We recommend (i) a SPARC subset with good gas/bulge/CGM meta–data, (ii) thick–disk/PSF regularization in the Hankel step to remove the $K_0$ artifact at $R\to 0$, and (iii) reporting posteriors for $(\epsilon ,k_0,{{\rm Y}}_{★},\mathrm{Gas},\mathrm{CGM})$ and $\Delta \mathrm{BIC}$ with/without permitted slip. Identifiability is quantified by posterior correlations and Bayes factors. A Go/No–Go threshold ${\left|\Delta R\right|}_{z:0\to 1}\gtrsim 0.5\%$ flags cosmological measurability.

10. Discussion: Addressing Core Concerns

Computation Without Omniscience

FMP uses a conditional expectation forecast $\Pi \left(·\right|I_t)$ (linear growth, 2LPT, or ensemble surrogates). A predictor–corrector Volterra iteration guarantees convergence for decaying K on a finite $\Delta T$.

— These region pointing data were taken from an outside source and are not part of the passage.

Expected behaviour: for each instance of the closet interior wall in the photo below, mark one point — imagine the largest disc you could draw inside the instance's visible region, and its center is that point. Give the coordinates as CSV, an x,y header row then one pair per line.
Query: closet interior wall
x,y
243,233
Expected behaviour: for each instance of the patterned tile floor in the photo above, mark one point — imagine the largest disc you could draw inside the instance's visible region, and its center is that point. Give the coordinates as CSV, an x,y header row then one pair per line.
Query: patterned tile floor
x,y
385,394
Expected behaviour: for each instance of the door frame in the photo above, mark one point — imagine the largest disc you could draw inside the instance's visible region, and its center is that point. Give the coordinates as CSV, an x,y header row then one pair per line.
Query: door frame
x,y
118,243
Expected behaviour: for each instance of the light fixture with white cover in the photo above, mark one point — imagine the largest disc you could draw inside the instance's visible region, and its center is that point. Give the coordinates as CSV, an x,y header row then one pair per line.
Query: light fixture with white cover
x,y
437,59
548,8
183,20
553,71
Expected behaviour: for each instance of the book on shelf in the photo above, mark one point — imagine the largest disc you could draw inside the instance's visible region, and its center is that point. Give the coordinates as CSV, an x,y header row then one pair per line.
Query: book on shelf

Global Self–Consistency & Boundary Conditions

Time symmetry does not imply conspiratorial fine–tuning. With A1${‌}^{\prime }$ and a finite horizon, only a near–future filmstrip contributes measurably; extreme far futures are exponentially suppressed and appear as mild renormalizations of $R\left(H\right)$.

Solar–System Safety

The metric PPN derivation from the bilocal action with the divergence–free kernel gives $\gamma =1$, $\beta =1+\mathcal{O}\left({ϵ}_{\mathrm{SS}}^2\right)$, and $\dot{G}/G\sim H_0\epsilon /(1+{(k/k_0)}^2)$, all compatible with Cassini/VLBI/LLR bounds for $k_0\ll {\mathrm{AU}}^{-1}$.

Double Counting

The monopole subtraction ${\overline{F}}_w$ in Equation (11) removes the background piece already encoded by $R\left(H\right)$, ensuring that $\mu ,\Sigma$ describe only perturbative responses.

11. Conclusions

We have supplied (i) a constructive, divergence–free kernel, (ii) a metric PPN derivation with explicit Solar–System bounds, (iii) a rigorous, uniform A1${‌}^{\prime }$ tail bound with physics of $\Delta T$, and (iv) a reproducible pipeline and minimal CLASS hooks with an explicit no–double–counting scheme. These upgrades convert earlier promises into checkable artifacts and resolve the review’s showstoppers. The next step is to publish the fork and run the end-to-end inference on public datasets (Planck+RSD+lensing; SPARC; a Bullet–cluster case).